Se empeñó en llevarme a un bar que les gustaba a los soldados. Cuando llegamos ya sabía que se llamaba Silvano. Le ofrecí vino, pero prefirió cerveza.

—¡Esta porquería de los celtas fermentará en tu panza, Silvano! —le dije para tomarle el pelo. Fingir que era amigo de un hombre al que despreciaba suponía todo un esfuerzo—. Acabarás como un celta gordo y sonrosado.

—Podré soportarlo. —Siempre decía eso. En realidad nunca tendría un aspecto sonrosado. Mi invitado al banquete era un sureño de tez morena; tenía los brazos cubiertos de pelos negros como una alfombra de piel de cabra e iba tan toscamente afeitado que con el mentón podría haber eliminado la pintura de un trabajo de carpintería.

—He sacado la pajita más corta en ese asunto del asesinato del tonel —dije con pesimismo.

Eso le hizo gracia a ese cabrón perezoso. Significaba que él no tendría que moverse, y le gustó verme sufrir. La risa era descaradamente desagradable. Me alegré de no tener que trabajar con él.

Dejé que la cerveza fuera fluyendo ante él. Yo seguí con el vino, diluyéndolo con más agua cuando Silvano no miraba.

Hizo falta media cuba de cerveza para ablandarlo lo suficiente y que empezara a hablar, luego otra media para que, más despacio, expusiera lo mucho que detestaba el clima, la lejanía, las mujeres, los hombres y los pésimos juegos de gladiadores.

—Así que Londinium se ha hecho con su propio anfiteatro de mala muerte, ¿no? Si se me permite decirlo, aquí está un poco aislado y ¿las arenas no están normalmente cerca del fuerte? ¡Pero claro, yo no diría que tuvierais nada que pudiera llamarse fuerte!

—Harán uno nuevo, para evitar que confraternicemos.

—¡Como si alguien fuera a hacerlo! ¿Y qué les parece la arena a los muchachos?

—Es un desastre, Falco. Tenemos luchas de cachorros y chicas guapas con armadura.

—¡Qué descarado! Sexo y espadas… ¡Qué suerte tenéis! —Bebimos—. Háblame del ambiente que se respira por aquí estos días.

—¿Qué ambiente?

—Bueno, la última vez que estuve en Londinium fue cuando Boadicea estuvo peor que nunca.

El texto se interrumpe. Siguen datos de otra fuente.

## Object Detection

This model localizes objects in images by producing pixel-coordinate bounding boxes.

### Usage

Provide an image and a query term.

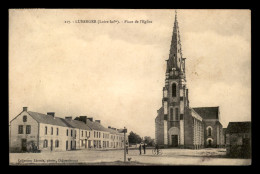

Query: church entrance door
[172,135,178,147]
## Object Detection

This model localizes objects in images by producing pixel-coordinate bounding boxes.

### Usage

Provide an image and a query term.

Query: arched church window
[175,108,179,120]
[172,83,176,97]
[170,108,173,120]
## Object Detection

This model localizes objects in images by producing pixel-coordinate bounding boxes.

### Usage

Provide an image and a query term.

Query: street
[10,149,251,165]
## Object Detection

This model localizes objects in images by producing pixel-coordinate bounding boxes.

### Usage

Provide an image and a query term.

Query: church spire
[166,10,182,72]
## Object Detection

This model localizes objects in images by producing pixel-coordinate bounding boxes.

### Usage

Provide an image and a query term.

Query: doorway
[22,139,27,152]
[172,135,178,147]
[51,140,53,151]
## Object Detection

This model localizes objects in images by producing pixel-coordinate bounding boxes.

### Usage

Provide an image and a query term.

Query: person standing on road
[139,143,142,155]
[143,143,145,154]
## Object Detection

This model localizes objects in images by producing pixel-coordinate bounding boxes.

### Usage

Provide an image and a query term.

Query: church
[155,12,224,149]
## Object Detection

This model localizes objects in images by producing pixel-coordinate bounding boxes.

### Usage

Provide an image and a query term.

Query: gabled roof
[28,111,73,127]
[192,107,219,119]
[226,121,251,133]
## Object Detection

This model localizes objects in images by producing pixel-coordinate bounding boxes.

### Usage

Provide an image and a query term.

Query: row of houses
[10,107,128,152]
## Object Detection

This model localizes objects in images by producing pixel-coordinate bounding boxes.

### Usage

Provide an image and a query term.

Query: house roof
[28,111,91,130]
[87,120,107,131]
[87,120,121,134]
[192,107,219,119]
[28,111,73,127]
[226,121,251,133]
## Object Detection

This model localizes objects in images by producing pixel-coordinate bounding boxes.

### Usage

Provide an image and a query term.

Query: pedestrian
[125,142,128,154]
[139,143,142,155]
[143,143,145,154]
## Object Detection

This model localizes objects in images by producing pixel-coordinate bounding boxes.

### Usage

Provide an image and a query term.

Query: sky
[9,9,251,138]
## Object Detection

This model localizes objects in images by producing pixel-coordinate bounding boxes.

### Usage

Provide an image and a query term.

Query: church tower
[162,11,189,147]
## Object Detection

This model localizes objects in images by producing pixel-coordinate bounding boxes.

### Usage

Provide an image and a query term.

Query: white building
[10,107,128,152]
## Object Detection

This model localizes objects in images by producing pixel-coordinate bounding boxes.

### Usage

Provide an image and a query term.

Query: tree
[128,131,142,144]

—¡Eran buenos tiempos! —se regodeó Silvano. ¡Vaya un imbécil! Él no podía haber estado allí entonces. Hasta a un hombre tan burro como aquél se le hubiera grabado el dolor en el alma.

Si me preguntase por la legión en que estuve de servicio le mentiría. No podría soportar que ese don nadie supiera que había estado en la Segunda Augusta. Mi trágica legión, dirigida entonces por un idiota criminal, abandonó a sus colegas para que se enfrentaran solos a la arremetida tribal. Era mejor no pensar qué conclusiones sacaría de ello un centurión que en aquel tiempo estaba de servicio.

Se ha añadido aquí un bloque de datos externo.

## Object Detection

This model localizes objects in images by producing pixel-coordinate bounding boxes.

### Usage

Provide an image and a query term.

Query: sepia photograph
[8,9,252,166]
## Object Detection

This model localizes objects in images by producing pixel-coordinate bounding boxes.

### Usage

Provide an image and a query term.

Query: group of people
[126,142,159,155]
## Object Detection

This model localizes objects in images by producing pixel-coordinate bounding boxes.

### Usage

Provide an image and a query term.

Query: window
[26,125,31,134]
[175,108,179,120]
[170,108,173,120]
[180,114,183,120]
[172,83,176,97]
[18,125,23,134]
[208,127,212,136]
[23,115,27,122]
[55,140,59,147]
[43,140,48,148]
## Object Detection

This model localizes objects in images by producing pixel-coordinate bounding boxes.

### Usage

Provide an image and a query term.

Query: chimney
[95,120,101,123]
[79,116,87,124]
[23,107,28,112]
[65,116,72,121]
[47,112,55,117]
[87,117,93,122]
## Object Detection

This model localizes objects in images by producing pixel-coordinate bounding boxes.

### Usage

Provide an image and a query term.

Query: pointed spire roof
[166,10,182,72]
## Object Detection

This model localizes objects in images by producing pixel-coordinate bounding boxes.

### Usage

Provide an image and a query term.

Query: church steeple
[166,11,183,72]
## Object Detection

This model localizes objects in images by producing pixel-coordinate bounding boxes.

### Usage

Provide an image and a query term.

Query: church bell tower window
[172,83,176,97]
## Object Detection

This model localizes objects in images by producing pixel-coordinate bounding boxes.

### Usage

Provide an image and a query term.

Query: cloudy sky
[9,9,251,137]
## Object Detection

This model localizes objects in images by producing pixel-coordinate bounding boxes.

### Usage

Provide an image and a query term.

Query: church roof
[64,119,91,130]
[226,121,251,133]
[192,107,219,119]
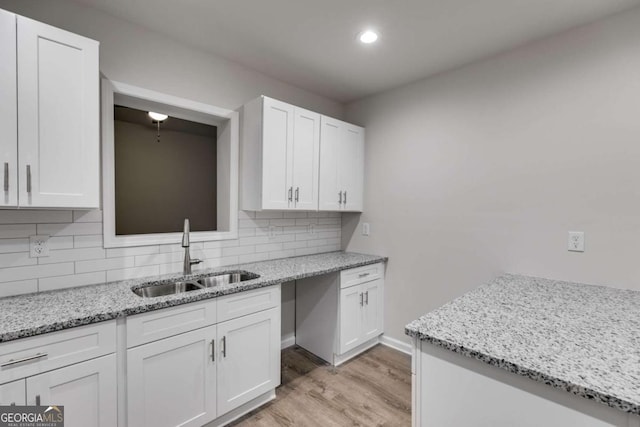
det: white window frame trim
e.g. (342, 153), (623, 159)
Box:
(102, 78), (239, 248)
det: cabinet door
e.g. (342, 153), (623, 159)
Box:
(318, 116), (342, 211)
(262, 98), (294, 210)
(17, 16), (100, 208)
(218, 308), (280, 415)
(0, 10), (18, 207)
(338, 123), (364, 212)
(0, 380), (26, 406)
(27, 354), (118, 427)
(127, 326), (216, 427)
(338, 286), (363, 354)
(292, 107), (320, 211)
(361, 279), (384, 341)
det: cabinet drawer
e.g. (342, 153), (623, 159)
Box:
(340, 263), (384, 289)
(127, 299), (216, 348)
(218, 285), (280, 322)
(0, 320), (116, 383)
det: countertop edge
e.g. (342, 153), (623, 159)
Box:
(0, 254), (388, 344)
(404, 326), (640, 415)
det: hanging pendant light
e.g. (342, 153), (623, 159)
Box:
(149, 111), (169, 142)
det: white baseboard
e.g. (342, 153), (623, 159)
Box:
(280, 334), (296, 350)
(380, 335), (412, 356)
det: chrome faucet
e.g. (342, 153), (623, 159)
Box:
(182, 218), (202, 276)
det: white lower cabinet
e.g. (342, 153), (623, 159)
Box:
(127, 326), (216, 427)
(0, 321), (118, 427)
(0, 380), (26, 406)
(296, 263), (384, 365)
(218, 308), (280, 414)
(126, 285), (280, 427)
(26, 354), (117, 427)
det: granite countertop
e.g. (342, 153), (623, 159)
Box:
(0, 252), (387, 342)
(405, 274), (640, 414)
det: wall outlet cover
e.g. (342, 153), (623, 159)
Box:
(29, 234), (49, 258)
(568, 231), (584, 252)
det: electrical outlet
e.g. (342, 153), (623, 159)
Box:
(569, 231), (584, 252)
(29, 235), (49, 258)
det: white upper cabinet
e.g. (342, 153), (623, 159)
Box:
(319, 116), (364, 212)
(241, 96), (320, 210)
(17, 16), (100, 208)
(0, 10), (100, 208)
(0, 10), (18, 207)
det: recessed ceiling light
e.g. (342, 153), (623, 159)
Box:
(359, 30), (378, 44)
(149, 111), (169, 122)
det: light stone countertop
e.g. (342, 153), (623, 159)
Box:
(0, 252), (387, 342)
(405, 274), (640, 414)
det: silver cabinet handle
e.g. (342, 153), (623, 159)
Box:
(0, 353), (48, 368)
(27, 165), (31, 193)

Tampoco tenía intención de preguntarle a Silvano cuál era el equipo que honraba con su presencia. La Vigésima o la Novena, tal vez; ambas legiones sí que lucharon contra Boadicea y yo no simpatizaba con ninguna de ellas. En esos días Britania también contaba con una de las nuevas unidades Flavias hechas de retazos, la Segunda Adiutrix. La descarté. Silvano no me parecía un soldado de una legión nueva; se le notaba a la legua que era un veterano, desde sus botas raspadas hasta su vaina que había personalizado con borlas que parecían trozos de rata muerta. Por lo menos sabía que no pertenecía a la espantosa y exultante Decimocuarta Gémina. A sus miembros los habían trasladado a Germania para reformar sus hábitos, si ello fuera posible. Yo me los había encontrado allí, intimidando aún a la gente y fanfarroneando sin ton ni son.

—Este lugar nunca debió de haberse reconstruido. —Silvano quería criticar la ciudad; en cualquier caso, eso impidió que me amargara pensando en el ejército.